During the long decades of captivity, they did not have their own temples, nor could they publicly perform traditional religious ceremonies such as sacrifices. However, the tradition of holy books helped them keep the tradition and understanding of the faith, and helped them deepen their understanding and precipitation of faith in the trough.

This is indeed a strange contradiction: when the outside world is under pressure, they turned to the inside to think deeply about several essential issues: God, the chosen people, history, past, judgment, redemption, future, peace, hope, etc.

Unfortunately, after their return and the reconstruction, they once again fell into religious corruption, temple-centralism, hypocrisy, and legalism, but hundreds of years later, Jesus came to the world and broke this again, which continues to this day.

The word of Jesus has become the core content of the Gospels we read and think about today. Jesus took his body as the temple and promised that he would be resurrected after death, replacing the physical temple and the system of sacrifice and atonement. Jesus said that true worship was to worship in heart and honesty, then he brought us faith and spiritual renewals. He claimed that wherever two or three people came together in his name, he would be among them. He told us that the essence of the gathering was not about the outward number of participants and large areas of buildings, but was a group of people who gathered in his name.

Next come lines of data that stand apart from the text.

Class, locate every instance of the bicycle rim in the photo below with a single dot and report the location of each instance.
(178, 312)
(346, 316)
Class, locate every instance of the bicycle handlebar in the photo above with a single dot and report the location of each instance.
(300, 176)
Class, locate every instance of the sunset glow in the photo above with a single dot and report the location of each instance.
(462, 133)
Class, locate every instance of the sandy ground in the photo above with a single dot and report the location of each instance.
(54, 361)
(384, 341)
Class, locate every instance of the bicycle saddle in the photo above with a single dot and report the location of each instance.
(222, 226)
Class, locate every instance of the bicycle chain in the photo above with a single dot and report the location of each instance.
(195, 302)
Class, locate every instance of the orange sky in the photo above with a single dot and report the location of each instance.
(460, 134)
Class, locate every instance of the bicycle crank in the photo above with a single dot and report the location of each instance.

Again, Jesus gave us a new command to love each other so that everyone could recognize his disciples. He told us that the essence of godliness was not to stick to religious ceremonies but to love your neighbor as yourself.

It goes without saying that Jesus is the center of the message of the Bible, and Jesus replaced the temple. Today, the fellowship of those who believe in him is a new form of the temple.

References:

You, Bin., The Literary, Historical and Thought World of the Hebrew Bible - An Introduction. Beijing: China Religious Culture Publisher, 2007.

Pawson, J. David., Unlocking the Bible: Old Testament - the Book of Esther. Taipei: Good TV.